Ni siquiera ves aproximarse a los dos hombres de las escopetas de caza. Andan perezosamente. Echando los pies separados. Dos tipos corpulentos. Cabello corto. Parkas de cuero. Cada uno sujeta una escopeta en la mano derecha. En plena ciudad. No los distingues. Recuerdas el gato blanco y negro. A punto de saltar a la rama de una higuera. Ese patio es como un pedacito de bosque escondido entre el asfalto. Lo que sí percibes es que una muchacha comienza a correr calle abajo. Rápido. Es joven. Viste un pantalón de chandal rojo. Zapatillas con adornos de strass. Una sudadera blanca. El pelo, azabache, recogido en una larga cola de caballo. Cuando gira la cabeza te das cuenta de que la conoces. Suele estar en el bar. En las máquinas. Ahora lleva el miedo clavado en la cara.

Los martillos neumáticos han callado de golpe. La gente asoma a la puerta del bar. Tienes que apagar el cigarro y regresar a los puñeteros gráficos. El gato salta. Levantas la mirada. Te empujan contra la pared. Las bocas de los cañones superpuestos de una escopeta te apuntan a la barbilla. A un palmo de distancia. O menos.
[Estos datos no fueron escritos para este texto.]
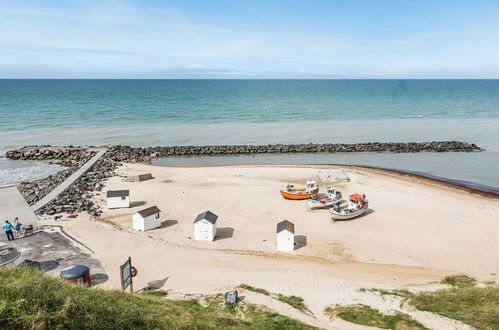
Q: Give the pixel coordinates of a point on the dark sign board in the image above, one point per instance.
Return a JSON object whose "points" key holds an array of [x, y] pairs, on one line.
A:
{"points": [[126, 275]]}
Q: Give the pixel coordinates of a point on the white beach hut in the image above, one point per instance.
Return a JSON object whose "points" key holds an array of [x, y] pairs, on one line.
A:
{"points": [[285, 236], [118, 198], [147, 219], [205, 227]]}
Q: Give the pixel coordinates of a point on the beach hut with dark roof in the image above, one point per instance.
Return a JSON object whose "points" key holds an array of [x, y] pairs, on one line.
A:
{"points": [[118, 199], [147, 219], [285, 236], [205, 226]]}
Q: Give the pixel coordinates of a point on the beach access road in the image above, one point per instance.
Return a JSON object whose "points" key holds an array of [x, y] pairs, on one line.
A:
{"points": [[51, 249], [13, 204]]}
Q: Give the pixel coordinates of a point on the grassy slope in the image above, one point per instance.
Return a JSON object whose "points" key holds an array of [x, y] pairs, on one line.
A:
{"points": [[365, 315], [476, 306], [30, 299], [293, 301]]}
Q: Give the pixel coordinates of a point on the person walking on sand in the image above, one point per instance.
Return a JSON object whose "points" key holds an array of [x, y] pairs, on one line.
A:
{"points": [[8, 230], [17, 226]]}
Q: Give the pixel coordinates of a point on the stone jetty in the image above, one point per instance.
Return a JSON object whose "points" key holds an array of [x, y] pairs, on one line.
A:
{"points": [[77, 198]]}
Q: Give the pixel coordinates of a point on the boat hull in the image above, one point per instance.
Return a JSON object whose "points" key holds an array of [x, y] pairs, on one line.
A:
{"points": [[314, 204], [342, 216], [295, 195]]}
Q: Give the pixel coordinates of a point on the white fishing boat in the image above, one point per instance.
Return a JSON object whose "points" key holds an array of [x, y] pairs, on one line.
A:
{"points": [[325, 201], [356, 206]]}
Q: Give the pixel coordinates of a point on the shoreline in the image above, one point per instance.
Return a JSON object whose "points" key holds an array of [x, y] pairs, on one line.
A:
{"points": [[429, 178]]}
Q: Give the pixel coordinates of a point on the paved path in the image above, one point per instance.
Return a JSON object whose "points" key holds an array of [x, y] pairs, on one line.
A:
{"points": [[72, 178], [13, 204]]}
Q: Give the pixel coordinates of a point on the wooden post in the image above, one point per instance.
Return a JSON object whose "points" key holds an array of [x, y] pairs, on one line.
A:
{"points": [[131, 278]]}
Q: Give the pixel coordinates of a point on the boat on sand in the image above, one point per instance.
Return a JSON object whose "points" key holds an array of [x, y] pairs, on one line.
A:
{"points": [[356, 206], [325, 201], [291, 192]]}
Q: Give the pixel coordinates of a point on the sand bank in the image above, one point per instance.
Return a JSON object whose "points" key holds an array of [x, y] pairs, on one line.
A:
{"points": [[417, 232]]}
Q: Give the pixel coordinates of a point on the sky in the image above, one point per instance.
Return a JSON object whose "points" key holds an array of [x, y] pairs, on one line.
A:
{"points": [[325, 39]]}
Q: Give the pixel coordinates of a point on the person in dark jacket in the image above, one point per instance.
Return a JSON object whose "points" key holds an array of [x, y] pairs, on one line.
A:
{"points": [[8, 230]]}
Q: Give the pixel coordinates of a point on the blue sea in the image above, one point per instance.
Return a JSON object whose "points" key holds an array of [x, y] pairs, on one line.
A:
{"points": [[194, 112]]}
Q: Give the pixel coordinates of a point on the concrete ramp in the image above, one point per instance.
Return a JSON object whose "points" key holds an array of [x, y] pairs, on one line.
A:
{"points": [[66, 183], [13, 204]]}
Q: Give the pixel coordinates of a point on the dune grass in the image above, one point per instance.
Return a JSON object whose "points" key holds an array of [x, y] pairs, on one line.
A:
{"points": [[368, 316], [32, 300], [460, 280], [257, 290], [293, 301], [474, 305]]}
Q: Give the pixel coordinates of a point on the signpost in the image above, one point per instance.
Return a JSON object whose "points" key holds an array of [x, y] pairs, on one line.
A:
{"points": [[126, 275]]}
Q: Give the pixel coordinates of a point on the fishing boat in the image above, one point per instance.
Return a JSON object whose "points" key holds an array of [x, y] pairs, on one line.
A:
{"points": [[356, 206], [325, 201], [291, 192]]}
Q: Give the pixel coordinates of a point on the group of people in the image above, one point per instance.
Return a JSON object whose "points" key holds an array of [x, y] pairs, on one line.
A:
{"points": [[9, 229]]}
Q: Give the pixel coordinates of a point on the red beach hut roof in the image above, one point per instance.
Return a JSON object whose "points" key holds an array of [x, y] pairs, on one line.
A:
{"points": [[355, 197]]}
La Tierra deja de girar. Los dientes se te aprietan unos contra otros hasta casi fundirse. Sientes una brisa helada en el rostro, justo en los dos puntos que quedan frente a los cañones. La saliva te sabe a metal, como si tuvieras una tuerca oxidada en la boca. Abres mucho los ojos, pero casi no ves. Debieras dar un manotazo a la escopeta, girar sobre los talones y salir corriendo. Imposible, tu cuerpo es de plomo. ¿Gritar? No puedes separar los labios. Notas cómo cada pelo entre la espalda y la base del cráneo se te eriza. Uno a uno. Y gotas de sudor, minúsculas, empiezan a deslizarse desde las patillas al cuello.

Son dos. El otro apoya los cañones de su escopeta paralela en tu quijada. Piensas que el acero te cortará la piel. No te importa. Suena la alarma de un coche en alguna parte. La mujer de la balconada se ha retirado al interior de la casa. El mundo te huele a cuero viejo. El aliento del otro es coñac. Y fue vino.

-Te dijimos que no volvieras por aquí, cabrón. Pero te pasas todo por el forro, ¿eh?

Has perdido la capacidad de emitir sonidos. Y la de pensar. Lo que acontece, se ralentiza. De repente, calculas los metros que te separan del coche aparcado más cercano, del portal, del cruce, de la barbería -los tres chicos se han largado-, de las escaleras de la estación. Cada distancia se transforma en zancadas y tiempo automáticamente. El viento de coñac regresa con más presión en tu mandíbula. Es una pesadilla.

-¿Me oyes? ¿En qué piensas, malparido? Ni se te ocurra salir por piernas. Yo tiro mal, pero este tiene buena puntería.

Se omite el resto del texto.